I seem to have fixed this problem but I'm wondering why it is occurring in the first place. My cable modem, router, switch, Tivo Premier, and Tivo Stream are all 10 feet from each other all hard wired gigabit ethernet 10/100/1000. If I'm playing an online game such as Battlefield 3, and I load up the Tivo app on my iPad2..before I even do anything in the app, while it says connecting to [tivo name] my whole network takes a dump. The game I'm playing in lags horribly and my ping shoots to 900. speedtest.net gives me high latency and 5Mb down speeds when it was just super low latency and 60Mb even while playing my game. This continues to happen even after I force close the app on my iPad and shut off the iPad entirely. Sometimes it even requires a power cycle of router/switch/stream to fix. I could be wrong but I'm thinking it's possible a Tivo Stream problem..the reason I'm guessing this is because my Premier is connected directly to the router and the Stream is connected to the switch, as soon as I moved the Stream directly into the router the problem instantly went away and I can stream all day long with no slowdowns on my network.

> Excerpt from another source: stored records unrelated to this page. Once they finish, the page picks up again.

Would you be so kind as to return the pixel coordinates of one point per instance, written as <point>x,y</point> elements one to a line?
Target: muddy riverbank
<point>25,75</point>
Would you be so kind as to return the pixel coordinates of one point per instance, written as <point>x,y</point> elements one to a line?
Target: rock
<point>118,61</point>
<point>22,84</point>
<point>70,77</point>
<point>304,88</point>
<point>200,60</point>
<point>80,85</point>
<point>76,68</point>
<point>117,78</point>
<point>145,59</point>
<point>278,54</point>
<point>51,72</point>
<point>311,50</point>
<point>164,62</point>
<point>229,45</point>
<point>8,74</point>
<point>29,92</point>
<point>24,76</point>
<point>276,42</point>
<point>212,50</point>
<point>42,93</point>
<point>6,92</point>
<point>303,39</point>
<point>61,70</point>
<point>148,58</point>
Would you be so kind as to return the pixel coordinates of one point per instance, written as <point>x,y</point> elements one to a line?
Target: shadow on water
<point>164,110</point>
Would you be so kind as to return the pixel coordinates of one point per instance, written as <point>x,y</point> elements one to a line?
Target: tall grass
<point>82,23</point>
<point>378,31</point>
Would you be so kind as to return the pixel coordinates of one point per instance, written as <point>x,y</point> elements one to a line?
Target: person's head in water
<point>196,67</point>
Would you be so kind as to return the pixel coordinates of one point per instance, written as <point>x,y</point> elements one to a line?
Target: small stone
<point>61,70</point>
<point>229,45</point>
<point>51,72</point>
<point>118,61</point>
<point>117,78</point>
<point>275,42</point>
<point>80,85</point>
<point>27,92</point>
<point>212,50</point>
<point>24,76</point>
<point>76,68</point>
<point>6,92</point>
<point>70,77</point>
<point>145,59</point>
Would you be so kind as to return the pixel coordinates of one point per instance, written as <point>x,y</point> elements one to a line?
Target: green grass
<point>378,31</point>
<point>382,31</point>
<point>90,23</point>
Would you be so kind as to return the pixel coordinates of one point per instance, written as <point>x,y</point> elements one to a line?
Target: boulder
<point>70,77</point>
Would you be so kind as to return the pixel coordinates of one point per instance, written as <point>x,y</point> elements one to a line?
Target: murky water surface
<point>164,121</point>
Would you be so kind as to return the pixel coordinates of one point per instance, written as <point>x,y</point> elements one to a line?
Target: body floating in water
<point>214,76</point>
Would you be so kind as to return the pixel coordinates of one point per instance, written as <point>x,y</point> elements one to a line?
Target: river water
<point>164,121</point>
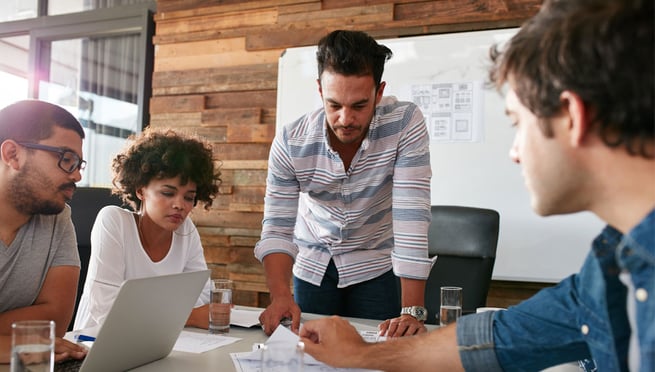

Router is Apple Airport extreme, newest model, using wireless N 2.4Ghz and 5Ghz.
Switch is TRENDnet TEG-S80G Unmanaged 10/100/1000Mbps 8-Port Gigabit GREENnet Switch
iPad 2 was tested using the 2.4Ghz and 5Ghz with same result.
My PC is wireless also tested with 2.4Ghz and 5Ghz.

I suppose it could also be a Premier (or even router/switch) problem but I'm not sure. And I must add, while my network/internet/game speeds take a huge dump using the Stream on switch and Premier on router setup, the Stream is still pushing perfectly smooth video to my iPad. While I have fixed this problem I am posting this to let anyone with a similar setup and problem know how I remedied it as well as see if anyone has any input as to why this is happening.


----------